Respect for connections

NEWSRespectConnections.jpg

19 December 2022

When junior primary teacher Akash Krishna was running a maths lesson to increase fluency in his classroom, he needed a breakthrough.

“My Year 1, 2 and 3 students were really struggling to count on a number line,” he says. “We’d even experimented with lines from zero to 10 and from zero to 20 and used an abacus. Some students were getting it, but everyone needed consolidation.”

So, for ideas, the Ernabella Anangu School teacher, based in South Australia’s remote An_angu Pitjantjatjara Yankunytjatjar (APY) Lands, turned to first language educator Daphne Nyaningu, who team teaches with him.

“Look to Country,” was her response, to connect the learning to something tactile and sensory based. Enter witjuti (witchetty) grubs.

Krishna and Nyaningu took the students on Country with their families and elders to collect the grubs to take back to class. “Each student had one wriggling on their palm and they had to find ways of keeping track of how many grooves theirs had. They compared size, number and length with one another. The grubs became their little number lines,” says Krishna.

8 ways of learning

Instruction at the K-12 school focuses on the eight ways of Aboriginal learning. This includes community links, deconstruction, reconstruction, nonlinear links, non-verbal learning maps and story sharing. Relationships are key too.

In class, Krishna models mistake-making and self-correction as his students teach him their first languages.

“They flip it and I become the student and they use the same processes to teach me certain sounds in their language,” he says. He’s now become semi-fluent in Pitjantjatjara.

Krishna is following in the footsteps of his teacher mother, who worked in the APY Lands when he was young. When he returned as a teacher himself, he was able to connect with community members he’d met and known as a 10-year-old.

As a pre-service teacher at the University of South Australia, Krishna did a placement in the APY Lands, and started work there soon after graduating at the end of 2018.

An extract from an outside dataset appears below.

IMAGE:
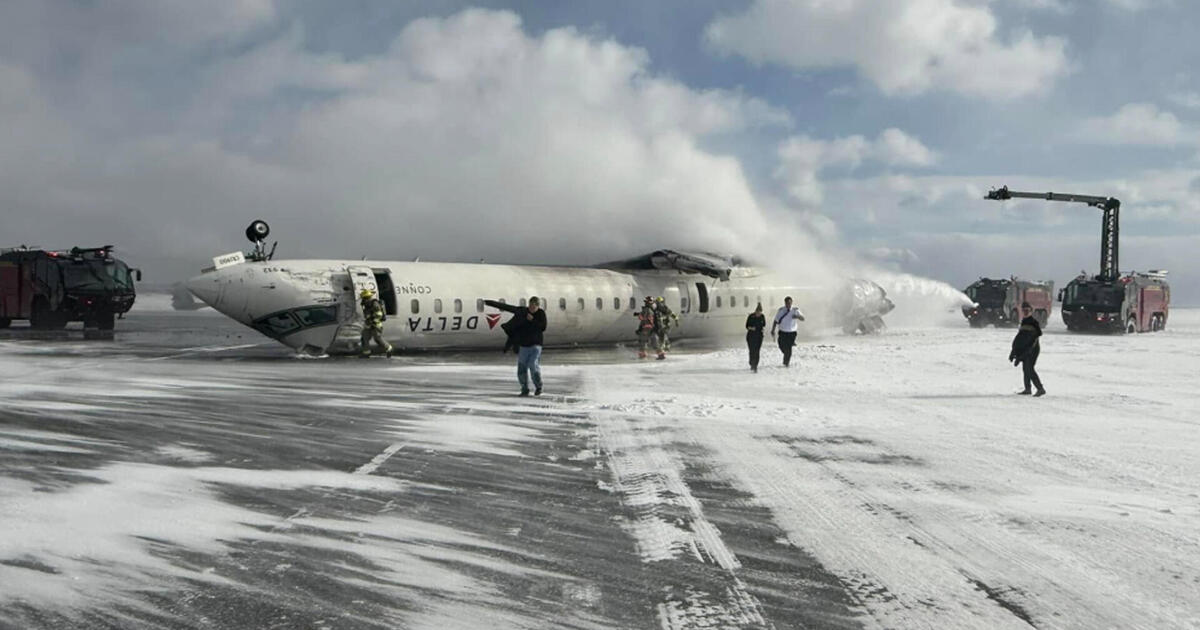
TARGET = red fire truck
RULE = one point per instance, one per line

A year later he gained permanency and was fully accredited by the end of last year. “Being invited to teach on the lands here is a whole other world to mainstream classrooms with differences in culture, language, community voice and pedagogical voice, plus the weather has eight seasons,” he says.

That’s why “one-dimensional forms of teaching” using worksheets or reading off a script don’t resonate with him. Krishna gives credit to the school’s former principal, Erin McQuade, for impressing upon him to respect the links between students, school, family, community and Country.

“I also give a lot of credit to Daphne. She’s worked at the school for eight years and honestly, I would not be the educator I am without her. She’s my guide, mentor, support, friend, and a future leader of the community,” Krishna says.